What Is the Purpose of a Peremptory Challenge ?
Historically the peremptory challenge allowed a lawyer to strike a certain number of prospective jurors without having to state a reason.
The peremptory challenge in the United States is said to have been used by states to resist the desegregation forced upon them by the federal government. Morris B. Hoffman, Peremptory Challenges Should be Abolished: a Trial Judge's Perspective, 64 U. Chi. L. Rev. 809, 849 (Summer 1997).
The original purpose of the peremptory challenge in England was to balance the playing field against the Crown's unlimited ability to eliminate prospective jurors.
However, Judge Hoffman argues, the peremptory challenge in America has no such noble purpose because of our racial history. Id. at 844.
Once the civil rights movement resulted in elimination of Jim Crow laws enforcing segregation, Judge Hoffman contends, the peremptory challenge continued to serve as an efficient final racial filter to ensure all-white juries. Id. at 829.
The case against peremptory challenges on racial grounds may be a bit overstated because, irrespective of its use in some jurisdictions to deny African-Americans full participation in the legal system, it remains well entrenched in jurisdictions that have no history of resistance to civil rights.
What if a trial lawyer infers from the social sciences that members of certain racial or ethnic or religious groups are, on average, more likely than not to be favorably disposed to a client's kind of cause? As a zealous advocate in an adversary system, the lawyer may, and arguably should, consider that characteristic in determining which potential jurors to strike.
This is especially true where, as in Missouri, little trial time is given to allow the lawyers to question jurors extensively to determine their actual individual attitudes. the lawyers gain some minimal information about jurors' attitudes and perceptions in the voir dire examination, but usually not enough to counter the preconceived notions that the lawyer brings to the courtroom.
The peremptory challenge brings up a tension between two of a prosecuting attorney's ethical duties - the duty zealously to represent the client and the duty to seek justice, not merely to convict.

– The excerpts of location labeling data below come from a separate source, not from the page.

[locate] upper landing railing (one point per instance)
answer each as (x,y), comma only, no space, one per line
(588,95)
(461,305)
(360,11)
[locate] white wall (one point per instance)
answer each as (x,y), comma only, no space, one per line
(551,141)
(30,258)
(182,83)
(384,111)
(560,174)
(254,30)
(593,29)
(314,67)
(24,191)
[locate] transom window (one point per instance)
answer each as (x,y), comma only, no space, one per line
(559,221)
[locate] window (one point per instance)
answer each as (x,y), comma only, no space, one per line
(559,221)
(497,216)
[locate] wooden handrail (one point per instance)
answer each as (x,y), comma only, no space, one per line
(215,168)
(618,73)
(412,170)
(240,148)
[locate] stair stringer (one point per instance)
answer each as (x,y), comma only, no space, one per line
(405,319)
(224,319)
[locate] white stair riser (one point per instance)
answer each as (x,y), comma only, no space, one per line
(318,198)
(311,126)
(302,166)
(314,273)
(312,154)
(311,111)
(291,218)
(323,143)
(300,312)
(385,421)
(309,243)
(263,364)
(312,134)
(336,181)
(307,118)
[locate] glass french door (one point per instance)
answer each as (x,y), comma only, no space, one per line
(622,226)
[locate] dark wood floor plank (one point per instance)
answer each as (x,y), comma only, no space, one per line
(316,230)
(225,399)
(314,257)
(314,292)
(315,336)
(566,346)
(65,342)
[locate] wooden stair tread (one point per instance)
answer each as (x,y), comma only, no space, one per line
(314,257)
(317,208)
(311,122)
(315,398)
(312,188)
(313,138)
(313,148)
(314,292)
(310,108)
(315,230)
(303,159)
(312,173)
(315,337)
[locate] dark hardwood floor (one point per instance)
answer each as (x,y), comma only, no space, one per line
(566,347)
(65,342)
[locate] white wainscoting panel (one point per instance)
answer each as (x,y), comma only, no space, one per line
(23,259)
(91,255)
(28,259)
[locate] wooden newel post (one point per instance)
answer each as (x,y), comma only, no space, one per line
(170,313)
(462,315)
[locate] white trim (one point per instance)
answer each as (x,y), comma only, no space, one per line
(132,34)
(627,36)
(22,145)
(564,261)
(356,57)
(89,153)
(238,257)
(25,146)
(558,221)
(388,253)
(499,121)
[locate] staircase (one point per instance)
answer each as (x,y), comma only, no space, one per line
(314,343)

If the enforcement of Batson is lax, then it is fairly easy for the prosecuting attorney to let the duty zealously to represent the client override the duty to seek justice. Preventing racial discrimination in jury selection is part of seeing that justice is done. See Berger v. United States, 295 U.S. 78, 88, 79 L. Ed. 1314, 55 S. Ct. 629 (1935).
But this part of justice may not be done where the prosecutor believes that justice requires conviction of the defendant, although this belief should not trump other ethical norms.